Subardjo khawatir jika Sukarno-Hatta jatuh ke tangan Angkatan Darat Jepang (Rikugun). Jika itu terjadi, maka ia berharap kepada koneksi utamanya selama pendudukan Jepang, yakni Angkatan Laut Kekaisaran Jepang (Kaigun). Oleh karena itu, Laksamana Muda Tadashi Maeda pun diberitahu soal hilangnya kedua tokoh penting tersebut.

Menurut Rudolf Mrazek dalam Sjahrir: Politik dan Pengasingan di Indonesia (1994), Maeda beserta para stafnya punya visi yang tidak sekolot Angkatan Darat Jepang dalam politik pendudukan atas Pulau Jawa.

Sementara Subardjo adalah orang kepercayaan Maeda dan pernah ditawari membentuk kantor penelitian di Jalan Prapatan Nomor 60. Ia mengaku pernah tinggal di Jepang. Dan di akhir masa pendudukan Jepang, ia dikenal sebagai pengelola Asrama Indonesia Merdeka yang memiliki hubungan dengan para pemuda Indonesia terpelajar dan militan.
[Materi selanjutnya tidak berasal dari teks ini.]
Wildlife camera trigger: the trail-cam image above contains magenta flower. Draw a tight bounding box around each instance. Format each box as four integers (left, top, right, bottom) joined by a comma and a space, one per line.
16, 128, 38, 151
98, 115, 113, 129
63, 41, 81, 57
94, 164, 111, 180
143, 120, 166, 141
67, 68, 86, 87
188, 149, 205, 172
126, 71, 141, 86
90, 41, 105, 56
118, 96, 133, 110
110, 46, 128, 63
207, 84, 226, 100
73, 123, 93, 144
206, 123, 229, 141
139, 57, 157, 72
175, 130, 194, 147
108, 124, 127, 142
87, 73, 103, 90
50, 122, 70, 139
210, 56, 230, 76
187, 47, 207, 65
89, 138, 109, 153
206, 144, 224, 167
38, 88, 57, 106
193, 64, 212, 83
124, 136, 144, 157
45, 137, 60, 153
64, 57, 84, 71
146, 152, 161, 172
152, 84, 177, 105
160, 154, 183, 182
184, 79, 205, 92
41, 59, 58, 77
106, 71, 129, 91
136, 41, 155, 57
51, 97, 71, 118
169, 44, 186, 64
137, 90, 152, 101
Selain Subardjo, ada juga Wikana yang berjejaring dengan Tan Malaka. Selain mereka—meski ogah-ogahan berurusan dengan orang-orang Jepang—Sutan Sjahrir pun pernah mengajar di asrama tersebut. Tempat itu cocok bagi para pemuda Indonesia yang tidak suka dengan Angkatan Darat Jepang yang kaku.